A crosslinked resin composition molded article having an average light transmittance per mm of 70% or more and a minimum thickness of 0.1 mm or more. 2. The crosslinked resin composition molded article according to claim 1, wherein the ultrafine particles contain an inorganic material. 3. The crosslinked resin composition molded article according to claim 2, wherein the ultrafine particles contain semiconductor crystals. 4. The semiconductor crystal is any one of a titanium oxide crystal, a zinc oxide crystal and a cerium oxide crystal.
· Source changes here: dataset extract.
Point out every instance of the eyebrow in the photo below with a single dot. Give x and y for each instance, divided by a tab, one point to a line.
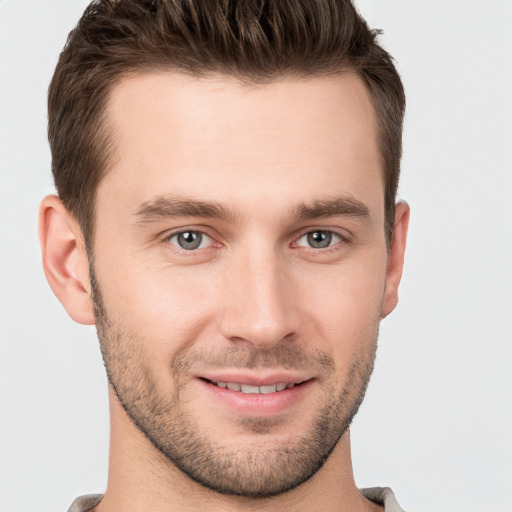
338	206
164	207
The cross-linked resin composition molded article according to 1. 5. The residue obtained by pyrolyzing for 120 minutes at 600 ° C. in a nitrogen atmosphere has a weight of 1 to 6 before the pyrolysis.
It is 0%, The crosslinked resin composition molded body in any one of Claims 1-4. 6. The crosslinked resin composition molded article according to claim 1, wherein the proportion of the ultrafine particles having a particle size of 60 nm or more is 10% by volume or less based on the volume of all the ultrafine particles. 7. The average of the light transmittances per 1 mm of the optical path length at a wavelength of 350 nm is 50% or less.
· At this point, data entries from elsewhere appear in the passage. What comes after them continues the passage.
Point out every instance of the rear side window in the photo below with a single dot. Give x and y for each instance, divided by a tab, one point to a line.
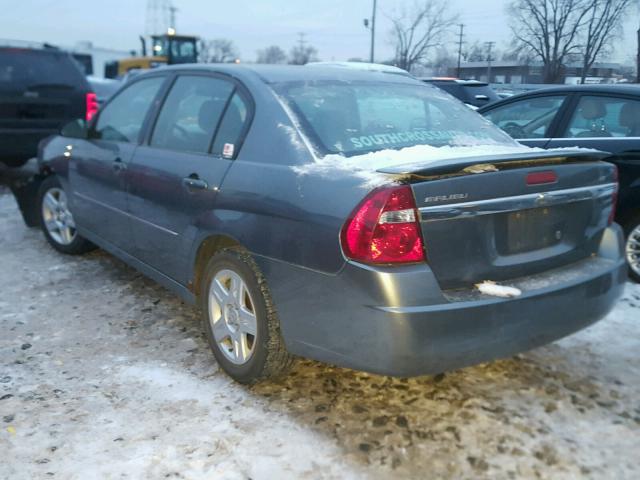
527	118
24	68
605	117
121	119
231	128
190	114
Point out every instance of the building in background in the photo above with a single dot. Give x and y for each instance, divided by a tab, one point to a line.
513	72
93	59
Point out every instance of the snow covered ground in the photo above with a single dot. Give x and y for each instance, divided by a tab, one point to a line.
104	374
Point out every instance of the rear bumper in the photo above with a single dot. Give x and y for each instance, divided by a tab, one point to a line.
21	144
402	324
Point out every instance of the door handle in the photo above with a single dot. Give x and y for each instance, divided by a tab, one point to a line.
194	183
118	165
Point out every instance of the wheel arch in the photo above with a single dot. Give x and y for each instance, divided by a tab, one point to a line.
207	248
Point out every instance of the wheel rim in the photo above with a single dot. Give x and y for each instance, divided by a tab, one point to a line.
57	218
232	316
633	250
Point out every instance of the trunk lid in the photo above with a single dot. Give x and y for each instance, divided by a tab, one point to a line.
39	89
482	219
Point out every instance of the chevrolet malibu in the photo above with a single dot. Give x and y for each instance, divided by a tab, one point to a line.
359	218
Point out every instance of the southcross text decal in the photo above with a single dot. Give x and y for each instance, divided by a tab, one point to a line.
414	136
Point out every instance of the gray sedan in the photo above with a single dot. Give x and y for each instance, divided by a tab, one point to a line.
359	218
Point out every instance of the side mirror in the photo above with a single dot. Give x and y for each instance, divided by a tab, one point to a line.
75	129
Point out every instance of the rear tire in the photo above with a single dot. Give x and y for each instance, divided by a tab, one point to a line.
56	220
239	319
632	246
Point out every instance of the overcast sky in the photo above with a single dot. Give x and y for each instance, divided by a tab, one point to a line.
334	27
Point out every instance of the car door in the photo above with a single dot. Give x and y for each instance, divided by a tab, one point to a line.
612	124
98	167
530	119
175	175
The crosslinked resin composition molded article according to any one of 6 above. 8. The crosslinked resin composition molded article according to claim 1, which has a glass transition temperature of 150 ° C. or higher. 9. The average birefringence per 1 mm of optical path length is 1.
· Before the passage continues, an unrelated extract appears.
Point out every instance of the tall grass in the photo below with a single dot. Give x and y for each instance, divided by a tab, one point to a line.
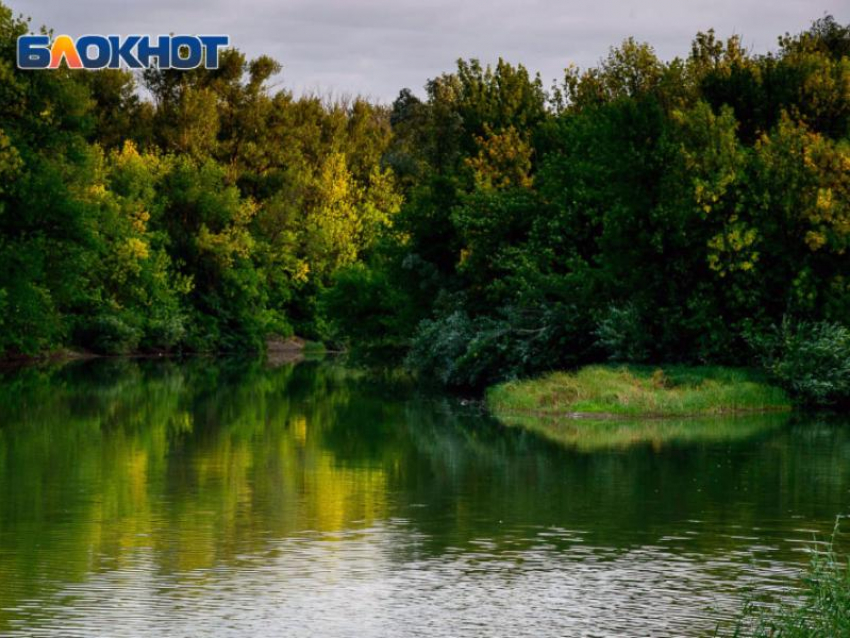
639	391
824	611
The crosslinked resin composition molded body according to any one of claims 1 to 8, which has a thickness of 0 nm or less. 10. The crosslinked resin composition molded article according to claim 1, wherein the ultrafine particles are bonded with an organic ligand. 11. The crosslinked resin composition molded article according to claim 1, wherein the crosslinked resin composition is obtained by polymerizing a polymerizable liquid mixture containing a polymerizable monomer. 12. The crosslinked resin composition molded article according to claim 11, wherein the polymerizable monomer is mainly composed of the following general formulas A and / or B. Component (A): an alicyclic skeleton bis (meth) acrylate represented by the following general formula (1). [Chemical 1] (In the general formula (1), R ^a and R ^b are each independently a hydrogen atom or a methyl group, R ^c and R ^d are each independently an alkylene group having 6 or less carbon atoms, and x is 1 or 2 And y represents 0 or 1, respectively.) Component (B): a bis (meth) acrylate having a sulfur atom represented by the following general formula (2). [Chemical 2] (In the general formula (2), R ^a and R ^b are the same as in the general formula (1), R ^e is 6 carbon atoms, respectively representing. Each Ar represents an alkylene group having 1 to 6 carbon atoms It represents an arylene group or an aralkylene group which is 30, and these hydrogen atoms may be substituted with a halogen atom other than fluorine, each X represents an oxygen atom or a sulfur atom, and when each X is an oxygen atom, At least one of each Y has a sulfur atom or a sulfone group (—SO ₂ —)
When at least one of them is a sulfur atom, each Y is a sulfur atom, a sulfone group, a carbonyl group (—CO—),
And an alkylene group having 1 to 12 carbon atoms, an aralkylene group, an alkylene ether group, an aralkylene ether group,
Represents either an alkylene thioether group or an aralkylene thioether group, and j and p are each independently 1
Is an integer of 5 and k is an integer of 0-10. K is 0
Then X represents a sulfur atom. ) 13. The polymerizable liquid mixture is cured by heat or active energy rays.
Or the method for producing a crosslinked resin composition molded article according to item 12. 14. An optical member comprising the crosslinked resin composition molded article according to claim 1.